I would note nine major problems in Siljander's approach.
1. He presents a view of Christianity and "the core message of Jesus" that does not include a gospel of salvation by grace through faith alone: "Islam and Christianity were not simply overlapping ideas. They were not merely compatible. In the most central sense, they were one continuum. Muhammad had named his movement of total submission to God by identifying it with the core message of Jesus and his followers" (p 122). Siljander claims to focus (and agree with Muslims) on the essential teachings of Jesus, which strangely don't include his deity or salvation by grace through faith (p 66, 114, 122, 145, 179, 201, 203).
2. He treats the deity of Christ as a non-essential issue, diminishing it to unbiblical views that Muslims can accept. "We agree on what Jesus said and what he stood for, what he has to teach us and be for us today. Whether or not he died on the cross, or exactly how you frame the nature of his identity - while critical, those are separate issues" (p 203).
3. He writes: "Nothing in either Judaism or Christianity contraindicates acknowledging Muhammad as a prophet or "messenger of God" (p 115). He also views Muhammad's messages as "a very close parallel to the tradition of Jeremiah, Isaiah, John, and James" (p 116).

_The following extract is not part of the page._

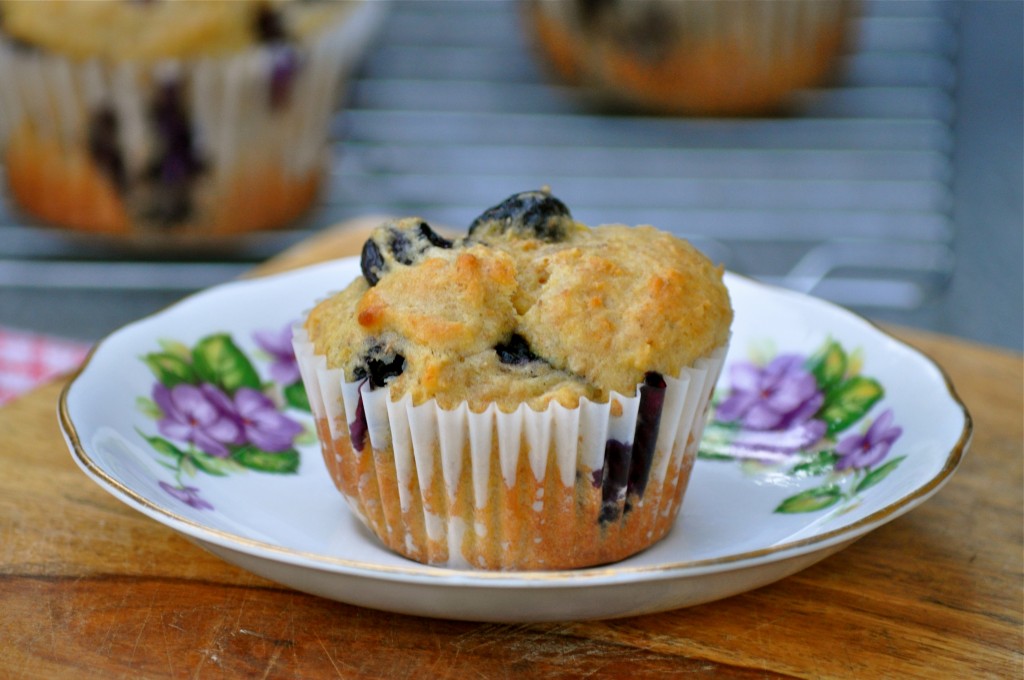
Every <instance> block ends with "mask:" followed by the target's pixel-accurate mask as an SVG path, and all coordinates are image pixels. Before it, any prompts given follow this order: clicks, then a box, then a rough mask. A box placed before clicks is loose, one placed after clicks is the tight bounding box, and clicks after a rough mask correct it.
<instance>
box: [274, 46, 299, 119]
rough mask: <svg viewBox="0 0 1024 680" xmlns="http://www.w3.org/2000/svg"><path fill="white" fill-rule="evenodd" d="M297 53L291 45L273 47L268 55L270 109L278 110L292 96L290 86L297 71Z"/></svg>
mask: <svg viewBox="0 0 1024 680" xmlns="http://www.w3.org/2000/svg"><path fill="white" fill-rule="evenodd" d="M300 66H301V65H300V63H299V53H298V52H297V51H295V49H294V48H293V47H292V46H291V45H281V46H279V47H274V48H273V52H272V54H271V55H270V87H269V103H270V109H271V110H273V111H279V110H281V109H284V108H285V107H287V105H288V102H289V100H290V99H291V97H292V86H293V84H294V83H295V77H296V76H297V75H298V73H299V67H300Z"/></svg>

4. He overlooks all parts of Islam that deny the gospel (such as the 2nd half of the shahada), as in this claim: "The central profession of faith of all three great monotheistic, Abrahamic faiths...were not simply compatible - they were essentially identical" (p 119). He also tries to make Christianity compatible with all Islamic practices: "a good Christian or Jew, adhering to his own faith in all ways and also following all five of these central tenets" [Islam's 5 pillars]..." (p 116).

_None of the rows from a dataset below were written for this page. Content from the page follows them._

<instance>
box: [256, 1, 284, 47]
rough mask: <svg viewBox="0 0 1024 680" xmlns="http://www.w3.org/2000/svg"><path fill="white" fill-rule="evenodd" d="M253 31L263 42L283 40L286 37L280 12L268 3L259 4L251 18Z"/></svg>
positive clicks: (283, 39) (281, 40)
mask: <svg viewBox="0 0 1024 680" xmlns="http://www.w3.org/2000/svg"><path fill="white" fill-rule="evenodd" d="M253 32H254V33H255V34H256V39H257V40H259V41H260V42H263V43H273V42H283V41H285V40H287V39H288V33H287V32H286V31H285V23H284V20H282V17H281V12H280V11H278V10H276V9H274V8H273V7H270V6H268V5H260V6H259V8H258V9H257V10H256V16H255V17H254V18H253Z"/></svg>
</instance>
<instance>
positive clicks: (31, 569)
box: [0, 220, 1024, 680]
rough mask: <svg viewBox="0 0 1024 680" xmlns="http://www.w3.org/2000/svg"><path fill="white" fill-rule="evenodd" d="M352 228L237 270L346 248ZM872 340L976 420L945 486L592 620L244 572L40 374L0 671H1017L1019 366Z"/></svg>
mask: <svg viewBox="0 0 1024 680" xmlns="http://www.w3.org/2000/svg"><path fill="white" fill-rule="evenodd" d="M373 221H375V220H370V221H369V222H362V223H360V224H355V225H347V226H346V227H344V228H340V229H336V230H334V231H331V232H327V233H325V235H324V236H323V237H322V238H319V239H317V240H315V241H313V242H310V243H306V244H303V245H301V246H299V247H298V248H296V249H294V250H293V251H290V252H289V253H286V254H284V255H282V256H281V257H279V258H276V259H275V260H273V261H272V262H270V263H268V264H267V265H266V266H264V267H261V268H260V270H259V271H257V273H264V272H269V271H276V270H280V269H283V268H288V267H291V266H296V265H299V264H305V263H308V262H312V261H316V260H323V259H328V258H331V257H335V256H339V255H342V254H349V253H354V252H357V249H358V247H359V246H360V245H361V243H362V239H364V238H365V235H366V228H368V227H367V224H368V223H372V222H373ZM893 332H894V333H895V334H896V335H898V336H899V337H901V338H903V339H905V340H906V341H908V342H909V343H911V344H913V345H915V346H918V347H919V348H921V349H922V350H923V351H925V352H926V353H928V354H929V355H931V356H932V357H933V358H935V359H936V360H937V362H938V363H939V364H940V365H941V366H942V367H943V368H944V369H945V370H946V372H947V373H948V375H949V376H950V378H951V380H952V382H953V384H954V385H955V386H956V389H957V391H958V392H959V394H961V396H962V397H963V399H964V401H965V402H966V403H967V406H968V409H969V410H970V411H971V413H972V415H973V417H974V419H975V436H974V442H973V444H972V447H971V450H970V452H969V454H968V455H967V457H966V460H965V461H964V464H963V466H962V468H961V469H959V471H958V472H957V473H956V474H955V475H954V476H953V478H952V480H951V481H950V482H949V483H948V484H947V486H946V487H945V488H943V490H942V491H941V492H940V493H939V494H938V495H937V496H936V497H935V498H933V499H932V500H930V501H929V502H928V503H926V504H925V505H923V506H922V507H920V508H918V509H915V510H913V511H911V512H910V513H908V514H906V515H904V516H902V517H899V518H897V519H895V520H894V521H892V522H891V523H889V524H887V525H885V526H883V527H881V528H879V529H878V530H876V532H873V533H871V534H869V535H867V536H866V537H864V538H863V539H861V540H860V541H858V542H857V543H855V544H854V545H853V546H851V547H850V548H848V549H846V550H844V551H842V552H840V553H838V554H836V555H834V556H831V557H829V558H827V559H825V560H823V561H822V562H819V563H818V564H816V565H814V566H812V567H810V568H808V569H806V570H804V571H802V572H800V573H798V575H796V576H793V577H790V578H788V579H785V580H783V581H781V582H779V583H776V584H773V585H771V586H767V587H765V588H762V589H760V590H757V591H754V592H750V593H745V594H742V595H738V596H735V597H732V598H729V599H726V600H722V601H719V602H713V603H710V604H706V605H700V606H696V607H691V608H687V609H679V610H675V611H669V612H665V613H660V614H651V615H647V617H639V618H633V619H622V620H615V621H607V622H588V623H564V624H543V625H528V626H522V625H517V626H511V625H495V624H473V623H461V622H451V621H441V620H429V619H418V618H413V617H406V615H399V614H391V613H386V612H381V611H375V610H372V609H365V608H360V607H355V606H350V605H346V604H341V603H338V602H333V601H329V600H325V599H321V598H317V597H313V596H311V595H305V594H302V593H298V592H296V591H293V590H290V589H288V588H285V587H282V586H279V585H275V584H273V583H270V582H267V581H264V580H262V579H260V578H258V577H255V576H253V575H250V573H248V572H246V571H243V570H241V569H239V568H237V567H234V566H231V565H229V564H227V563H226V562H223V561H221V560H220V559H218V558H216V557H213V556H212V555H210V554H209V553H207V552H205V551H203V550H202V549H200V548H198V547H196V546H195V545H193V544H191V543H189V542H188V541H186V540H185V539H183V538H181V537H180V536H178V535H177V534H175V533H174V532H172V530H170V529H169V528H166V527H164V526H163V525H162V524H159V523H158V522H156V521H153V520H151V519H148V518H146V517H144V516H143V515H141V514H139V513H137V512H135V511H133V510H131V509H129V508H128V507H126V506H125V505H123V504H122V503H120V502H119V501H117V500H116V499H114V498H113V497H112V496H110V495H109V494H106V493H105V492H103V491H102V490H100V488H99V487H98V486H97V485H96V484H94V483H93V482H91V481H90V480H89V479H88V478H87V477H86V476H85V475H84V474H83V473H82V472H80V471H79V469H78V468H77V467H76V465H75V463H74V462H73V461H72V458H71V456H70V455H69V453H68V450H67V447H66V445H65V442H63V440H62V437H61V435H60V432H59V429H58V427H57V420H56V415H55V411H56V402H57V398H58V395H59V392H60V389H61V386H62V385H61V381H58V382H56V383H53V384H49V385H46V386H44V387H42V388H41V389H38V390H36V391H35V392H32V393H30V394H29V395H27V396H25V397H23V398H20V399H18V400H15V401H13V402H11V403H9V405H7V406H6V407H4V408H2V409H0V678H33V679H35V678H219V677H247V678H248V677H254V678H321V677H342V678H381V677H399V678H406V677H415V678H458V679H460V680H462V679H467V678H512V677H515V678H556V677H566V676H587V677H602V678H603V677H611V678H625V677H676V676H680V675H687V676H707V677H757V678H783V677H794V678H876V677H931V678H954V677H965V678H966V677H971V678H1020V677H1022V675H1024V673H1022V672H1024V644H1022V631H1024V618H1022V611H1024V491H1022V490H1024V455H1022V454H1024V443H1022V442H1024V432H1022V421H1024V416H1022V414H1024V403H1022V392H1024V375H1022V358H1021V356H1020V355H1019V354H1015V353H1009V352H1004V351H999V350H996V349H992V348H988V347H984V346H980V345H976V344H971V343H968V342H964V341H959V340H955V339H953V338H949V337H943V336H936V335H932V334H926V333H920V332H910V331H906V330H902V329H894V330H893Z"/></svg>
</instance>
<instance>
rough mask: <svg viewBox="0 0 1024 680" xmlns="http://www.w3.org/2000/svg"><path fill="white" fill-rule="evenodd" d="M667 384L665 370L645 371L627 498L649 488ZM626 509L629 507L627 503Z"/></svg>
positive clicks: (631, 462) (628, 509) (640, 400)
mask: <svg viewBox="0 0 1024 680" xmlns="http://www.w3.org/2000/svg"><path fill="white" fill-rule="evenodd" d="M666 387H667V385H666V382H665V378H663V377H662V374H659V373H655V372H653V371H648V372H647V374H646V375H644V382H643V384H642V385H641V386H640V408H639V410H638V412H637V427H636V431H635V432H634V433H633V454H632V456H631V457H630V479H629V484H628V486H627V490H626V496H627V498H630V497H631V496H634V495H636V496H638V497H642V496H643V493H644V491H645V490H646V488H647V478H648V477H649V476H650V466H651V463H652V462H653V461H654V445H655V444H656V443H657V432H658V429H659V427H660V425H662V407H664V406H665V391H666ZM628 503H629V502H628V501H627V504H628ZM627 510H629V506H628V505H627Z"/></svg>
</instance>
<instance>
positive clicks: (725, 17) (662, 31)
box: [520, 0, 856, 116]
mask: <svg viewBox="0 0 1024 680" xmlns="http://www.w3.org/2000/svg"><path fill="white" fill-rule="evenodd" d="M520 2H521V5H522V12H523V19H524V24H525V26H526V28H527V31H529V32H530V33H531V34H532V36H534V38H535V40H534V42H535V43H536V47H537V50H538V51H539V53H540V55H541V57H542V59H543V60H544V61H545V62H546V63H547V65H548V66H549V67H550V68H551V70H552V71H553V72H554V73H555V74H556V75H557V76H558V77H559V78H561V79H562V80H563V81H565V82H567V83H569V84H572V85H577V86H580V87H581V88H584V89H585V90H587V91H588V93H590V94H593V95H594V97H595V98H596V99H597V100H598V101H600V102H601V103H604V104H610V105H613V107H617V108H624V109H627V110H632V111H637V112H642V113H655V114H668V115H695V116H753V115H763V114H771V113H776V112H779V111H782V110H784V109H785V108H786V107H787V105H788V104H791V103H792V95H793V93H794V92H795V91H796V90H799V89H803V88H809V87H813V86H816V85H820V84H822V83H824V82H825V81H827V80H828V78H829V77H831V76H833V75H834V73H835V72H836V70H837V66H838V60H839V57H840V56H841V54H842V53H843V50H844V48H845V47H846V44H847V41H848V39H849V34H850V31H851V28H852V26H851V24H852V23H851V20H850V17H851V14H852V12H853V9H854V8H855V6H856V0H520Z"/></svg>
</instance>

5. He ignores progressive revelation (NT interprets the OT, and the {later} Medinan suras of the Qur'an can abrogate the Meccan). He counts the number of violent verses in the OT in comparison with the number in the Qur'an (p 41-43), ignoring the fact that Jesus and the NT taught a new and different way, thus fulfilling and teaching an end to earthly violence in God's name. This contrasts sharply with the Qur'an's violent verses, which are generally the later ones, thus not abrogated by earlier verses.

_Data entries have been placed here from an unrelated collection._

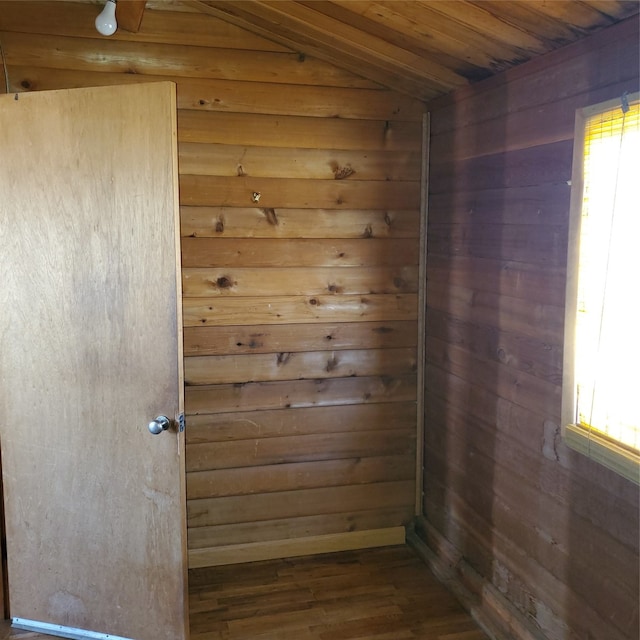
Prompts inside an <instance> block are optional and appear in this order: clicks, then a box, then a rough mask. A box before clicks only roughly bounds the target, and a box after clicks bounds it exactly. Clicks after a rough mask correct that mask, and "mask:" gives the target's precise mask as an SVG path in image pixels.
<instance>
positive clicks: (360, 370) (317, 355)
mask: <svg viewBox="0 0 640 640" xmlns="http://www.w3.org/2000/svg"><path fill="white" fill-rule="evenodd" d="M184 364H185V384H187V385H199V384H222V383H225V382H238V383H244V382H257V381H262V380H303V379H315V380H319V379H322V378H343V377H347V376H370V375H381V374H384V375H402V374H405V373H411V372H413V371H415V370H416V356H415V349H414V348H411V347H409V348H407V349H361V350H346V349H343V350H340V351H306V352H304V351H303V352H301V351H298V352H291V351H289V352H280V353H265V354H250V355H229V356H192V357H188V358H185V363H184Z"/></svg>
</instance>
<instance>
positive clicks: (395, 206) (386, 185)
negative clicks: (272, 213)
mask: <svg viewBox="0 0 640 640" xmlns="http://www.w3.org/2000/svg"><path fill="white" fill-rule="evenodd" d="M254 193H258V194H259V202H260V204H261V205H262V206H263V207H296V208H298V207H299V208H305V209H306V208H313V207H314V205H315V206H317V207H319V208H321V209H330V208H335V209H342V208H344V209H355V208H358V207H362V208H363V209H371V208H373V207H376V206H378V207H380V208H381V209H386V208H390V209H391V208H398V209H408V208H410V207H412V206H413V207H417V206H418V204H419V198H420V189H419V188H418V183H417V182H413V183H412V182H409V183H403V182H386V181H385V182H383V181H380V180H378V181H364V180H301V179H299V178H292V179H285V178H254V177H245V176H236V177H235V178H234V179H233V180H229V179H228V178H227V177H217V176H190V175H182V176H181V177H180V201H181V202H182V204H184V205H190V206H216V205H219V204H222V205H225V206H239V207H246V206H249V205H251V203H252V202H254V201H255V200H254V197H255V196H254V195H253V194H254Z"/></svg>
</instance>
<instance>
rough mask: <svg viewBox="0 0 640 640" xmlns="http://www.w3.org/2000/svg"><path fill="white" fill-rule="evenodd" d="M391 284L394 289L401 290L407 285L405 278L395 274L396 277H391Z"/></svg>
mask: <svg viewBox="0 0 640 640" xmlns="http://www.w3.org/2000/svg"><path fill="white" fill-rule="evenodd" d="M393 286H394V287H395V288H396V289H400V290H402V289H404V288H405V287H406V286H407V283H406V282H405V280H404V279H403V278H401V277H400V276H396V277H395V278H394V279H393Z"/></svg>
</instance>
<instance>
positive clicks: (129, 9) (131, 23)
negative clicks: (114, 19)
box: [116, 0, 147, 33]
mask: <svg viewBox="0 0 640 640" xmlns="http://www.w3.org/2000/svg"><path fill="white" fill-rule="evenodd" d="M146 4H147V0H119V2H117V3H116V20H117V21H118V28H119V29H124V30H125V31H131V32H132V33H138V31H140V24H141V22H142V16H143V15H144V8H145V5H146Z"/></svg>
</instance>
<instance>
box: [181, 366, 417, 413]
mask: <svg viewBox="0 0 640 640" xmlns="http://www.w3.org/2000/svg"><path fill="white" fill-rule="evenodd" d="M415 385H416V378H415V376H414V375H409V376H398V377H392V376H365V377H359V378H358V377H349V378H329V379H325V380H294V381H282V382H247V383H244V384H239V383H236V384H224V385H203V386H198V387H187V389H186V401H185V407H186V410H187V413H188V414H190V415H196V414H202V413H225V412H227V411H251V410H253V411H259V410H262V409H290V408H297V407H327V406H333V405H344V404H350V405H351V404H363V403H369V402H372V403H378V402H392V403H399V402H415V401H416V386H415Z"/></svg>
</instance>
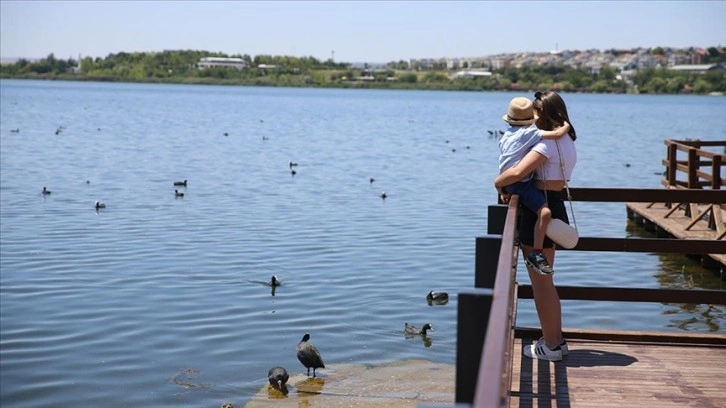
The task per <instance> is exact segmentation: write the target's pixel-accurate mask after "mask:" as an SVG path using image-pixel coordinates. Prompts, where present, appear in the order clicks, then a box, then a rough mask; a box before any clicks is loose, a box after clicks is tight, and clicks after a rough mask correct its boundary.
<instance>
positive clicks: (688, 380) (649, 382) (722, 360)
mask: <svg viewBox="0 0 726 408" xmlns="http://www.w3.org/2000/svg"><path fill="white" fill-rule="evenodd" d="M523 341H524V343H523ZM531 341H532V339H515V344H514V349H515V350H517V351H518V353H516V354H515V356H514V361H513V375H512V385H511V391H512V394H511V399H510V407H537V408H542V407H558V408H560V407H584V408H589V407H598V408H602V407H626V406H627V407H657V408H670V407H673V408H675V407H679V408H680V407H702V408H710V407H713V408H716V407H719V408H723V407H726V376H725V375H724V374H723V373H724V367H726V347H725V346H675V345H674V346H671V345H663V344H658V345H652V344H638V343H619V342H612V341H593V340H575V339H568V344H569V348H570V355H569V356H567V357H565V358H564V359H563V361H561V362H557V363H552V362H548V361H539V360H532V359H530V358H528V357H524V356H522V354H521V350H522V344H531Z"/></svg>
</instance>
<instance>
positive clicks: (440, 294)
mask: <svg viewBox="0 0 726 408" xmlns="http://www.w3.org/2000/svg"><path fill="white" fill-rule="evenodd" d="M426 300H427V301H428V302H429V303H432V302H436V303H440V302H448V300H449V294H448V293H446V292H434V291H433V290H432V291H431V292H429V294H428V295H426Z"/></svg>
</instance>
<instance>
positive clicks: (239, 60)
mask: <svg viewBox="0 0 726 408" xmlns="http://www.w3.org/2000/svg"><path fill="white" fill-rule="evenodd" d="M197 65H198V66H199V69H204V68H214V67H228V68H234V69H236V70H239V71H241V70H243V69H245V68H247V63H246V62H245V60H243V59H242V58H222V57H204V58H202V59H200V60H199V63H198V64H197Z"/></svg>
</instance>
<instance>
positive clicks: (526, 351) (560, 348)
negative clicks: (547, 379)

6. He cites the Aramaic translation of the NT as a supposed key for correcting errors in the Greek version (p 28-29, 33, 46-47, 137, 199, 229-234), whereas the vast majority of scholars strongly agree that the New Testament was originally written in Greek, and believers in inerrancy and/or infallibility make this claim only for the original Greek manuscripts (not to be corrected by an Aramaic translation).
7. He offers weak logic and misses the biblical main point on some major issues (such as "conversion," (p 16-17, 32); and "begotten," (p 137, 143).
8. He strongly encourages Muslims who follow Jesus to remain Muslim (p 16-17, 87, 116, 122), a very dubious approach to discipleship.
9. He claims support for these ideas from scholars, not all of whom actually give the support claimed in the book. I asked two of the scholars cited as supportive (each more than once) what their opinion was about the book. Both gave substantially negative comments. One said "his scholarship is sloppy in places, and that leads him to make exegetical and theological statements which cannot actually be supported by the evidence," and the other wrote "The book I endorsed didn't end up being the book published. At best, the intention of the congressman is being misrepresented. At worst, his publisher has made some cataclysmic errors in the final product."